1.Het bewijs is terug te vinden in het in de wettelijke vorm door verbalisant [verbalisant] van de politie Oost-Nederland, districtsrecherche Noord- en Oost-Gelderland, opgemaakte proces-verbaal, dossiernummer PL0600-2021554677 gesloten op 6 juni 2022 en in de bijbehorende in wettelijke vorm opgemaakte processen-verbaal en overige schriftelijke bescheiden, tenzij anders vermeld. De vindplaatsvermeldingen verwijzen naar de pagina’s van het doorgenummerde dossier, tenzij anders vermeld.
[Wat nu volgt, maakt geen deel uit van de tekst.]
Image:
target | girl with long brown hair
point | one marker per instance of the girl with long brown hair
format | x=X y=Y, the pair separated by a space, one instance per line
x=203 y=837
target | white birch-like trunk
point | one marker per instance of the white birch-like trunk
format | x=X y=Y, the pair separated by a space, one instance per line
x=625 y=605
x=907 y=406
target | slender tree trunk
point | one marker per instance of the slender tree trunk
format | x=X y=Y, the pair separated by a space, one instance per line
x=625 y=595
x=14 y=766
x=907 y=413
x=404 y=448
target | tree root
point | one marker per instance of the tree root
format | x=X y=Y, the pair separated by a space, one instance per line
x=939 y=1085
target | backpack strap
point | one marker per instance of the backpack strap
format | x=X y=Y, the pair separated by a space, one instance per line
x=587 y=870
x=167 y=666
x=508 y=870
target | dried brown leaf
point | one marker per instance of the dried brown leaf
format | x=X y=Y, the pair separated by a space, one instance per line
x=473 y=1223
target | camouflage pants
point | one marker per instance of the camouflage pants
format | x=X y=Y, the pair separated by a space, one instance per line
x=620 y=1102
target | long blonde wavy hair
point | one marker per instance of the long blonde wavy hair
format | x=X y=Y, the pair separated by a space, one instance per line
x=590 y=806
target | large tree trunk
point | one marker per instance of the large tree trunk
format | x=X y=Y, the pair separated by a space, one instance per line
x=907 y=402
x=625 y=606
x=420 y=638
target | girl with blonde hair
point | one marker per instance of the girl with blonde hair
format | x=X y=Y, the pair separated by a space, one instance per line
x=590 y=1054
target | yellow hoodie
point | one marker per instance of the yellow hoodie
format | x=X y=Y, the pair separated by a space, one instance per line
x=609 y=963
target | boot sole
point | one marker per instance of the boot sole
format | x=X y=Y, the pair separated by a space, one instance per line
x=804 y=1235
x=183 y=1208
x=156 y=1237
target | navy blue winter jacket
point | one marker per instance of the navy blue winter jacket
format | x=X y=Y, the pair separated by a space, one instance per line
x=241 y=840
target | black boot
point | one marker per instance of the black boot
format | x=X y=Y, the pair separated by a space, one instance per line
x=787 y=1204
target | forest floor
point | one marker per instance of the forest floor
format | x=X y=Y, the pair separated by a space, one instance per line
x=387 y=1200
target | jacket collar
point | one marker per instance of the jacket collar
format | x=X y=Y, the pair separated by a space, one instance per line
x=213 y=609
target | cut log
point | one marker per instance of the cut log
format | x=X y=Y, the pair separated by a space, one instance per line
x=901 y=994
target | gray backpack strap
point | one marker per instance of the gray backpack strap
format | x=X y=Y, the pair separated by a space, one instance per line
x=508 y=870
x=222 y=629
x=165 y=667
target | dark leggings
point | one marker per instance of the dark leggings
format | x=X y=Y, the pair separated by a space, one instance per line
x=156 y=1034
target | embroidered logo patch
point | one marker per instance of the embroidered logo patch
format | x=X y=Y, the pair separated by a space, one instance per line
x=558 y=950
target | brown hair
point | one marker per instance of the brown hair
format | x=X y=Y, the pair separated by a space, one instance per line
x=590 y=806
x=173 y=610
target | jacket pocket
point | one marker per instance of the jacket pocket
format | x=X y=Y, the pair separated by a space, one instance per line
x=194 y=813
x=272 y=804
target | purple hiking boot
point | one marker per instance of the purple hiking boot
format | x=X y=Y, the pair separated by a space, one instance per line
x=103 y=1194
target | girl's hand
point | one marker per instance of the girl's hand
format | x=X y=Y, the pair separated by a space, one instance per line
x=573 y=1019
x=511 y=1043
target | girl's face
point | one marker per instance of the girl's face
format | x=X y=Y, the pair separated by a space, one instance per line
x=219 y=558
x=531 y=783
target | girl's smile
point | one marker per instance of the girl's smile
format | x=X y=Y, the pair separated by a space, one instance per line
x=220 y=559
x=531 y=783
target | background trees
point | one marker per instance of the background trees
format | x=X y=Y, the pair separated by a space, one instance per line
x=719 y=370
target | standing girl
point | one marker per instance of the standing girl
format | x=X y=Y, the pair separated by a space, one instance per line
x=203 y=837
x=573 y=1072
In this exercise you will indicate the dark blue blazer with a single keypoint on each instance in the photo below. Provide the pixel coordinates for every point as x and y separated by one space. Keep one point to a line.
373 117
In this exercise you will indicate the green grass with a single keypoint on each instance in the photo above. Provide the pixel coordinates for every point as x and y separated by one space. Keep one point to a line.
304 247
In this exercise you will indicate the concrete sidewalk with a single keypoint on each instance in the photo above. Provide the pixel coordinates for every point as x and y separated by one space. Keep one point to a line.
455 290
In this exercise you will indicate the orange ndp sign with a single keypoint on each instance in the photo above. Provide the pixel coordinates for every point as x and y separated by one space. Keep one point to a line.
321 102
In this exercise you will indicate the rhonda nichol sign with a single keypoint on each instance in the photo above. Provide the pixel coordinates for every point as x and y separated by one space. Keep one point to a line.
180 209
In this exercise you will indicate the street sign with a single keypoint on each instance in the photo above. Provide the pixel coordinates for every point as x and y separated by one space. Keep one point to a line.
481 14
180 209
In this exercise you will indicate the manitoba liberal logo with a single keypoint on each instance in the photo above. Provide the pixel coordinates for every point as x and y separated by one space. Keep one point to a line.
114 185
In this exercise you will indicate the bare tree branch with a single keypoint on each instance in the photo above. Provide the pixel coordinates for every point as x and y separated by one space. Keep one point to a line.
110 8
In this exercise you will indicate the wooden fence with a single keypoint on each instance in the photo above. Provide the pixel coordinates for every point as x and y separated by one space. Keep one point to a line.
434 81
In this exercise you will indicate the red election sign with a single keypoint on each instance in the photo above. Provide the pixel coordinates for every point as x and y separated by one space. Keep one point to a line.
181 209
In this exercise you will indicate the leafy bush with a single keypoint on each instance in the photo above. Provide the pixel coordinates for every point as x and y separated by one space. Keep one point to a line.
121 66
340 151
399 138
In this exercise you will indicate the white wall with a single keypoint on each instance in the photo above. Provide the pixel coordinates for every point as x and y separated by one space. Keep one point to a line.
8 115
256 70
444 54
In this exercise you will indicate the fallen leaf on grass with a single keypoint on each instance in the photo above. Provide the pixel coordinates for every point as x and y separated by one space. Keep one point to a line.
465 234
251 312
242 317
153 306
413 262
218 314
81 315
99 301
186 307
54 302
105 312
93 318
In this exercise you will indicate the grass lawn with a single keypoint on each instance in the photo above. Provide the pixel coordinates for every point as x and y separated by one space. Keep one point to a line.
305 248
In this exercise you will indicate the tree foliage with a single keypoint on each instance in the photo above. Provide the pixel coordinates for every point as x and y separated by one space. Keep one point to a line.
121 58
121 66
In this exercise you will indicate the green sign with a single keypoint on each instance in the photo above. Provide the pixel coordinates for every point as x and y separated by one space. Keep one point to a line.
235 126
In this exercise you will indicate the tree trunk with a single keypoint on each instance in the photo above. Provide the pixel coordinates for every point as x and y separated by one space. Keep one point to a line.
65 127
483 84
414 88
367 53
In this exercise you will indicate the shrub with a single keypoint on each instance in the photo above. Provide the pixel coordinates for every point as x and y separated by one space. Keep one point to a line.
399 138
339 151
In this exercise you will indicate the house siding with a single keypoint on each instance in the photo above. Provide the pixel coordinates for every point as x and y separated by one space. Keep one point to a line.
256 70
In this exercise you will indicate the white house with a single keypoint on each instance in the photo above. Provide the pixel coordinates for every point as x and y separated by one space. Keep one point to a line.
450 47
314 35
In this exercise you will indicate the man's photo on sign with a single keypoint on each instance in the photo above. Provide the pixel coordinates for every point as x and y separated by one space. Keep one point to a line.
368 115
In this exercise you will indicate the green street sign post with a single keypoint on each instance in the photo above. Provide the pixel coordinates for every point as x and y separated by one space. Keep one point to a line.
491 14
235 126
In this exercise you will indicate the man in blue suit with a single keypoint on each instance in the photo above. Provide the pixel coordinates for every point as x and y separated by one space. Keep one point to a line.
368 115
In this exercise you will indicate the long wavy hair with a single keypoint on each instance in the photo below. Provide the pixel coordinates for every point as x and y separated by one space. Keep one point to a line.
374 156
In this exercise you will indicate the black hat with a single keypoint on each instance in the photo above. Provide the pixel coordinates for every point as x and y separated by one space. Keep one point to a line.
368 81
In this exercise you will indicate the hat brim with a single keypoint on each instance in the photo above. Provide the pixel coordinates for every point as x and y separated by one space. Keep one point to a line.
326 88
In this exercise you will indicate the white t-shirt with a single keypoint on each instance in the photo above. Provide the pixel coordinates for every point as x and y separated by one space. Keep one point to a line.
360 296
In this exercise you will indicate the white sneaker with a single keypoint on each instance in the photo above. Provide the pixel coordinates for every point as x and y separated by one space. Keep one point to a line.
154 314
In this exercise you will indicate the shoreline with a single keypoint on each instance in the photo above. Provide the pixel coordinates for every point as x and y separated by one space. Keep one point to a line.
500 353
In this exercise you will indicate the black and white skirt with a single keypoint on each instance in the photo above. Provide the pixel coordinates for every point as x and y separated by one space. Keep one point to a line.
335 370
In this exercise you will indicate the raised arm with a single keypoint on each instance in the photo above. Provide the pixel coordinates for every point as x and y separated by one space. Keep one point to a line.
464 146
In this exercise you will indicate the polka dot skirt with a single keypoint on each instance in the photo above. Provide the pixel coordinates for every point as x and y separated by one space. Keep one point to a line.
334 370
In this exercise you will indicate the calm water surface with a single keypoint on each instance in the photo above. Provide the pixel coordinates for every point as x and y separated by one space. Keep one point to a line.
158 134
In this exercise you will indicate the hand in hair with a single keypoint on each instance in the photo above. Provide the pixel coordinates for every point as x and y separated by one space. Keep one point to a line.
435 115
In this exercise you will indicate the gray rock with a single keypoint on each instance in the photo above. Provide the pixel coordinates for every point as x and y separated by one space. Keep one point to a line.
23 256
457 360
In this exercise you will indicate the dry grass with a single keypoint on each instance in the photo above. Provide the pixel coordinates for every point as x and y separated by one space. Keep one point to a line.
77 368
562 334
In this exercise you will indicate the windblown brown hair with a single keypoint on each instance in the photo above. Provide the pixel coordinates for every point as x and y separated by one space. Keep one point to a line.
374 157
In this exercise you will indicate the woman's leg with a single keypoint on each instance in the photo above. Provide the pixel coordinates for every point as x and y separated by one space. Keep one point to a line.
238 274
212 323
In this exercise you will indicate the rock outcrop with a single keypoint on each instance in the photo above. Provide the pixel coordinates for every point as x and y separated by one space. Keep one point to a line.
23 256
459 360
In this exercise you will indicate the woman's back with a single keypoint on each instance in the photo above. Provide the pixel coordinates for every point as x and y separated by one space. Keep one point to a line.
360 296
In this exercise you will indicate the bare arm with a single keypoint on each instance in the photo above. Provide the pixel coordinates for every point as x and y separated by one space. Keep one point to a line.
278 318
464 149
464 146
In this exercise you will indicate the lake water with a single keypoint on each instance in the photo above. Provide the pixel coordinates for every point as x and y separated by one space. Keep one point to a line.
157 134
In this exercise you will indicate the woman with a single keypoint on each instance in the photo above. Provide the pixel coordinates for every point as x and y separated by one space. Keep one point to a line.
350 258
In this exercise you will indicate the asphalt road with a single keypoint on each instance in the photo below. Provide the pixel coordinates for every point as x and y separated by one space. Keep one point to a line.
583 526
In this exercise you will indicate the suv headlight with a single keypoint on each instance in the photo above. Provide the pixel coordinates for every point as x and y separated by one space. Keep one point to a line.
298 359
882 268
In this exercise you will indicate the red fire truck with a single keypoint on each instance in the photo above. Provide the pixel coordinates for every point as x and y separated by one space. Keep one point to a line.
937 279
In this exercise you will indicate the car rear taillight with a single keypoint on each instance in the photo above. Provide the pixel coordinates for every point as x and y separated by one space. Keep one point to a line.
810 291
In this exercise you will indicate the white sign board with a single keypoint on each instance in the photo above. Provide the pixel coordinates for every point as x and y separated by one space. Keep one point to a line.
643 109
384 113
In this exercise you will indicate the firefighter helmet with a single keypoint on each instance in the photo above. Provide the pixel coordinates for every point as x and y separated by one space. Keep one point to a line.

2.Proces-verbaal van verhoor verdachtes [medeverdachte 2] 25 april 2022, p. 74 – 83; proces-verbaal van verhoor verdachte [medeverdachte 1] 6 april 2022, p. 130 – 146; proces-verbaal van aangifte [benadeelde partij] 27 november 2021, p. 16 – 27; proces-verbaal van aangifte [aangever] 8 december 2021, p. 778 – 779.
3.Proces-verbaal van verhoor verdachte [medeverdachte 2] 25 april 2022, p. 74 – 84.
4.Proces-verbaal van verhoor verdachte [medeverdachte 1] 6 april 2022, p. 142.
5.Proces-verbaal van verhoor verdachtes [medeverdachte 2] 25 april 2022, p. 78.